Hold the Crown of thorns and put the robe over your shoulders
Have you ever taken part in bullying or teasing someone who was ‘different’?
Feel the thorns and ask for Christ’s forgiveness.
Have you ever been bullied?
Feel the fabric that clothes you with Christ, and pray forgiveness for your persecutors.
Station 12, Simon
Matthew 27.32 "As they went out, they came upon a man from Cyrene named Simon; they compelled this man to carry his cross."
Jesus says, “If any want to become my followers, let them deny themselves and take up their cross and follow me. For those who want to save their life will lose it, and those who lose their life for my sake will find it.”
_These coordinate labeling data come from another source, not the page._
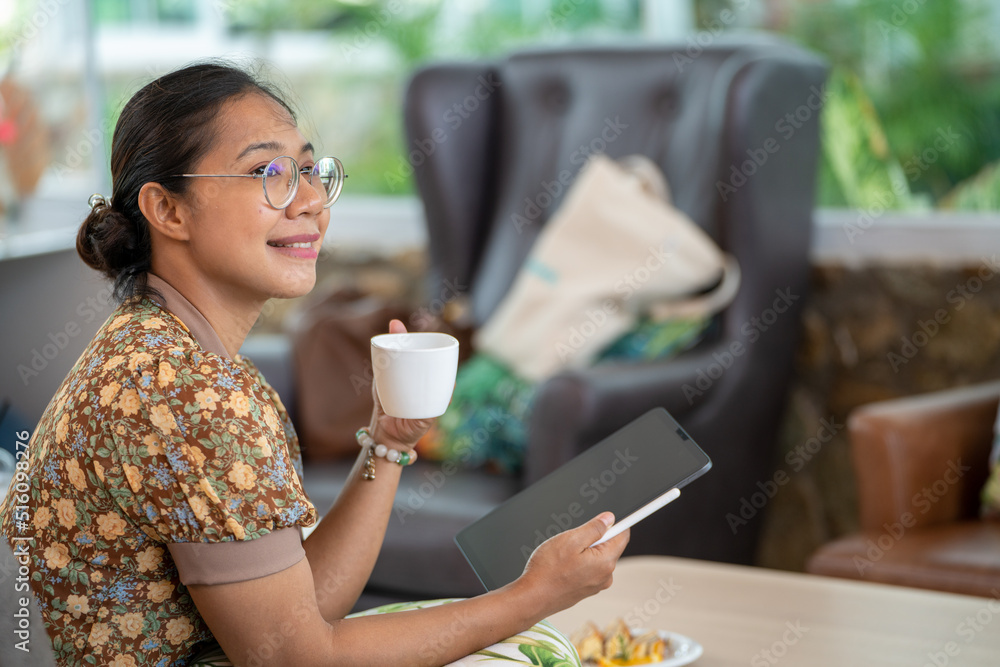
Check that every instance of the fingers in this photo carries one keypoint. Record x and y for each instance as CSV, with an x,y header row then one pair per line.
x,y
593,530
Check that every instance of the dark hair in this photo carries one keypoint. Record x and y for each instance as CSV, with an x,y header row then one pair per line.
x,y
164,129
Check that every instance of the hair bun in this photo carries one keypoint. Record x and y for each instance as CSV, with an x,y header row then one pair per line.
x,y
107,239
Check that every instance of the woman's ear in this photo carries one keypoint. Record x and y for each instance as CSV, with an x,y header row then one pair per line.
x,y
164,212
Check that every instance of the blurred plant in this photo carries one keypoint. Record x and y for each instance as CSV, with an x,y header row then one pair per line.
x,y
856,151
979,193
926,65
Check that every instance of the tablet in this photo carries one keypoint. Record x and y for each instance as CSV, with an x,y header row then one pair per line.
x,y
632,473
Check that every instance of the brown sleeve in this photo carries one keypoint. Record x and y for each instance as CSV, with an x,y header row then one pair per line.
x,y
240,560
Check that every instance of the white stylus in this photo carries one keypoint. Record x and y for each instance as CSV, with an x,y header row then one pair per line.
x,y
639,515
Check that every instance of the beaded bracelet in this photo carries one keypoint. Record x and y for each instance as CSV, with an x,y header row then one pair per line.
x,y
365,439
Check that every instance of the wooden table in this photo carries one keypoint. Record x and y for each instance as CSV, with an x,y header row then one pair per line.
x,y
757,617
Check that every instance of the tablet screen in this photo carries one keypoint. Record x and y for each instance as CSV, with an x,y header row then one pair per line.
x,y
622,473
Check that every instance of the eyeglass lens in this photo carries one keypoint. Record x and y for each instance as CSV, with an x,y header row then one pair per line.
x,y
282,175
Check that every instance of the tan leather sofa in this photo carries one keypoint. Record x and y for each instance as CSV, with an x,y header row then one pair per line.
x,y
921,463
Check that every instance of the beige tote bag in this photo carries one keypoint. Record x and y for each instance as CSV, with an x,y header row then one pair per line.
x,y
614,250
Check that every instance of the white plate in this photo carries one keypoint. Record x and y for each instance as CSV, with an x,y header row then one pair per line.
x,y
684,649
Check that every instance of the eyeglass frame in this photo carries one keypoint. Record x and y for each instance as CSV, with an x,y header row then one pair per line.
x,y
295,186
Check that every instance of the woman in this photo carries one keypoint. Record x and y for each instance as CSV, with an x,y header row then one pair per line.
x,y
166,502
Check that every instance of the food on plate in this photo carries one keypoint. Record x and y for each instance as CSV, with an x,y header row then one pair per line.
x,y
617,647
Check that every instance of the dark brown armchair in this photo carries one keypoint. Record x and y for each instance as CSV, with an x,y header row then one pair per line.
x,y
735,130
921,463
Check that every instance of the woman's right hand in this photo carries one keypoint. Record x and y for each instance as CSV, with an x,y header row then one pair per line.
x,y
565,569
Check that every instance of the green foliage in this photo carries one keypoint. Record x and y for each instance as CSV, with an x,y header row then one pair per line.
x,y
924,66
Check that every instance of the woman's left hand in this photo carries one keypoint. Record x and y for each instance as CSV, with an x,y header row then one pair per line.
x,y
393,430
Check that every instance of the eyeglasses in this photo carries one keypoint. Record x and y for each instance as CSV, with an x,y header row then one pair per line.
x,y
280,179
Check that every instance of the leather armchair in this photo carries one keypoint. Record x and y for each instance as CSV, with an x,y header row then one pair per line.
x,y
493,145
920,464
722,125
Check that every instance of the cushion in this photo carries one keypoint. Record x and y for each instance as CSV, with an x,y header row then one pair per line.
x,y
991,492
541,644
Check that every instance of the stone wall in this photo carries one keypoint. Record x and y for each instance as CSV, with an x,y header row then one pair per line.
x,y
870,334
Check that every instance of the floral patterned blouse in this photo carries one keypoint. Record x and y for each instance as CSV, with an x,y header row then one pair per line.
x,y
151,441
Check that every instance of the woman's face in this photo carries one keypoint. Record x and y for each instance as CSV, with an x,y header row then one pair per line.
x,y
237,240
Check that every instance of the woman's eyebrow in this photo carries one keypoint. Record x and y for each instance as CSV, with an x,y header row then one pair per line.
x,y
272,146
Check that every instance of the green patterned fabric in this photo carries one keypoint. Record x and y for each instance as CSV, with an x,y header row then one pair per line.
x,y
541,645
991,492
486,423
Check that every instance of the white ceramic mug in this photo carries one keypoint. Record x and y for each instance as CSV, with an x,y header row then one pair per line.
x,y
414,373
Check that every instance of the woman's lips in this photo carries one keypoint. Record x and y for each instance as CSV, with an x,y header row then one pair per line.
x,y
300,245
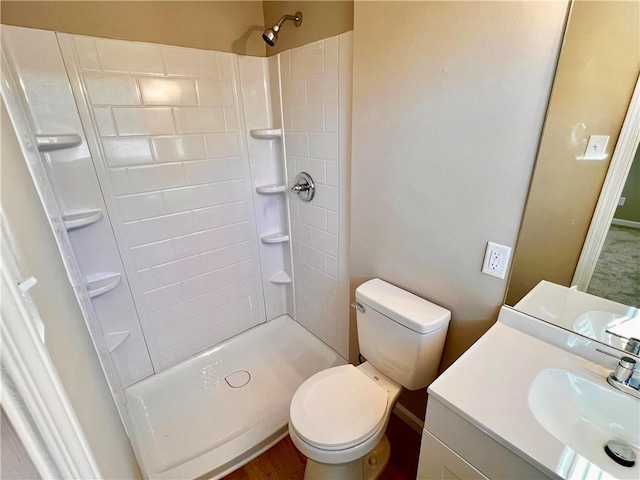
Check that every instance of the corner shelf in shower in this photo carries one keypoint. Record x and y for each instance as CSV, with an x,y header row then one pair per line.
x,y
279,237
268,189
101,283
280,278
46,143
266,133
81,218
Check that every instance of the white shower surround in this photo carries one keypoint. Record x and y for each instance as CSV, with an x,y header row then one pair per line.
x,y
156,160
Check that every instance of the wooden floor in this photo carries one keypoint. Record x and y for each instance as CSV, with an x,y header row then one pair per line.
x,y
284,462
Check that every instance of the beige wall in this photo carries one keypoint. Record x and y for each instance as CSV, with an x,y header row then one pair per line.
x,y
320,19
234,26
447,113
596,75
67,338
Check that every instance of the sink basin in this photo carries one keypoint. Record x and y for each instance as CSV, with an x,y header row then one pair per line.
x,y
583,414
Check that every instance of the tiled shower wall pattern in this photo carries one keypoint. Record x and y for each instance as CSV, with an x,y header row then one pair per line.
x,y
316,98
174,174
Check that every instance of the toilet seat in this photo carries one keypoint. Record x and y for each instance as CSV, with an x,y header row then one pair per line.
x,y
338,408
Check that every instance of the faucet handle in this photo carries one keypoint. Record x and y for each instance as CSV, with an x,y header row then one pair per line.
x,y
624,369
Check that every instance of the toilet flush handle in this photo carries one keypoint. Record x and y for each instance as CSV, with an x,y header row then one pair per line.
x,y
358,306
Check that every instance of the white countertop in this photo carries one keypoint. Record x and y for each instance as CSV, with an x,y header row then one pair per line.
x,y
489,387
“To walk the way of the cross with Christ is to give up my life for the sake of others. For Christ.
“Am I ready for that?”
Ask God for the faith to be ready, then walk around the corner…
Station 13, Crucifixion
This is the cross.
There are no tricks or techniques.
Here God bled and died. It was ugly and wrong. And it is Heaven on Earth.
However you understand the sacrifice of Jesus, understand that it is God for us.
“What does God say to me here?”
If you are ready to be one with Christ, paint your name or initials on the Cross.
Station 13a, Witness
There are many witnesses to the work of God; some are marvellous – open tombs, earthquakes, and split rocks. Some are powerful and well-respected – a centurion. but most are ordinary, faithful followers, who give generously, and bear witness.
What is it I have seen of God’s work? To what do I bear witness?
There is only one way out of here; through the grave. We can go in alone or we can go in the company of our Lord.
Go in grace….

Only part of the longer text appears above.